Revisione rinoplastica a Milano: tra ritocco e ricostruzione di un naso già “rifatto”

Cosa fare se il risultato di un intervento di rinoplastica primaria non è all’altezza delle tue aspettative, oppure se dopo la chirurgia devi fronteggiare difetti estetici e/o funzionali? Una soluzione può essere la rinoplastica di revisione, ovvero un ulteriore intervento al naso con l’obiettivo di correggere esiti chirurgici insoddisfacenti. I problemi che la revisione può correggere includono sia imperfezioni estetiche più o meno evidenti sia alterazioni funzionali, soprattutto respiratorie.

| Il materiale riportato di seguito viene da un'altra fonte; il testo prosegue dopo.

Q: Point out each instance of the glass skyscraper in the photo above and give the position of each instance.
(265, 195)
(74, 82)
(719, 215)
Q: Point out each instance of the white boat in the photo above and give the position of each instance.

Tra le motivazioni di natura estetica che spingono il paziente a tornare dal chirurgo o a cercare uno specialista in rinoplastiche secondarie, il classico aspetto da “naso rifatto” o “naso chirurgico” o “look chirurgico”. Particolarmente complesse sono invece le revisioni caratterizzate da assenza/insufficienza di supporto strutturale del dorso e/o della punta. Questo problema si rileva soprattutto quando la prima rinoplastica è stata eseguita in maniera incauta con eccesso di resezione di strutture portanti del naso quali il setto, il dorso e la punta del naso. E’ dovere del chirurgo specialista in rinoplastica chiarire al paziente, fin dal primo incontro, che il semplice “ritocco del naso” richiesto dal paziente può comportare aspetti ricostruttivi anche complessi.

Soprattutto nell’ultimo decennio, sono state messe a punto tecniche minimamente invasive che hanno ridotto frequenza e complessità delle rinoplastiche di revisione. In particolar modo, tali tecniche a minima invasività permettono di ridurre significativamente l’uso di innesti strutturali nella rinoplastica primaria. Ogni rinoplastica uomo o donna è un caso a sé stante, e richiede analisi pre-operatoria accurata e un progetto chirurgico “confezionato” sul singolo paziente.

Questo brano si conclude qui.